Is Karr Really Guilty?

ByABC News
August 18, 2006, 6:06 PM

Aug 18, 2006 — -- It all just doesn't add up.

And when ABC News talked to some of the country's leading experts on the psychology of murder, they expressed some doubts about John Mark Karr's confession.Why?

False confessions might be rare, but authorities said they're not uncommon in big cases.

And that's what's caused raised eyebrows within the U.S. criminology community about the latest twist in the JonBenet Ramsey case.

On Wednesday John Mark Karr stopped the presses when he apparently confessed to playing a role in the JonBenet Ramsey murder. The confession seemed to neatly solve a 10-year-old mystery.

But questions are already swirling about what authorities call a possible false confession.

"It takes several forms," said John Damino, professor of criminal justice at Southern Vermont College, and a retired Albany, N.Y., police captain. "A person might be confronted by skillful interrogators and be intimidated into a confession."

But Karr made the statements in public, when not under pressure.

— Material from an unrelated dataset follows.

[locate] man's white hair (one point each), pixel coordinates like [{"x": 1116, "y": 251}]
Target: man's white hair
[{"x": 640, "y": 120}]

"Or you have a confession, which possibly puts them into better circumstances," said Damino, alluding to the different prison conditions Karr would face in the United States and Thailand.

"Another situation, which is equally if not more pathological, is ... some of us cannot separate fact from fantasy," said Arnett Gaston, criminologist and clinical psychologist at the University of Maryland.

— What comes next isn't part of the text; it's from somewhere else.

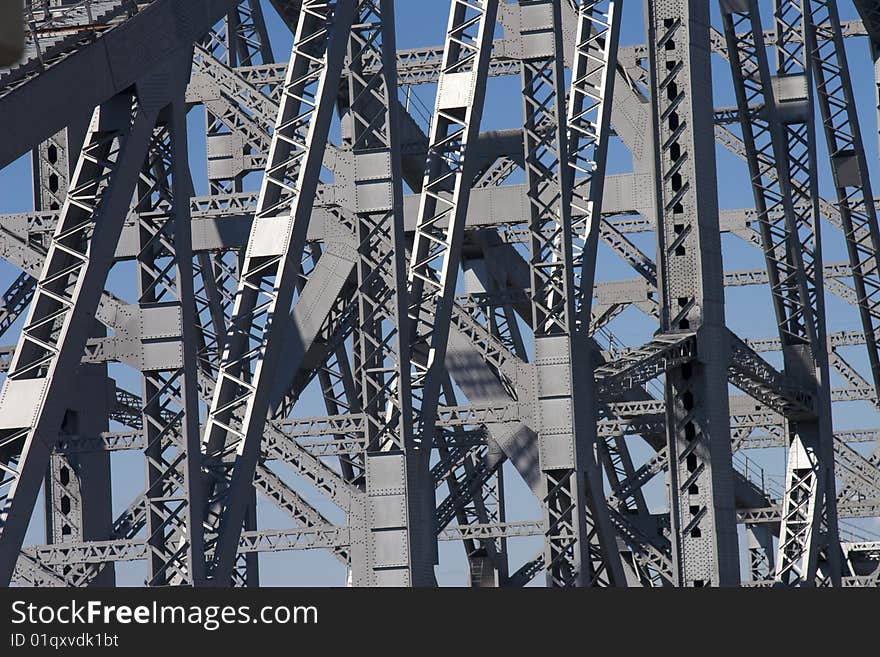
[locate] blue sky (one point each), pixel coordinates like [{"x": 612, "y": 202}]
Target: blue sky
[{"x": 749, "y": 313}]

"Some people can be so obsessed with a person, a situation, an environment, that they begin to live in the fantasy, but they cannot separate it. It is a kind of psychotic reasoning," Gaston said.

And, according to one expert, that just might be the case with John Mark Karr.

"All of the evidence demonstrated so far reflects erotomanic thinking, in which Mr. Karr is romantically obsessed with JonBenet," said Dr. Michael Welner at the New York University School of Medicine.

"If we follow this along, the history shows Mr. Karr to have developed a passionate obsession with the details of this case that led him to reach out to a professor [Michael Tracey] who put together a documentary that caught Karr's attention," Welner said. "Karr did this at a time when he was very much at loose ends and possibly mentally falling apart.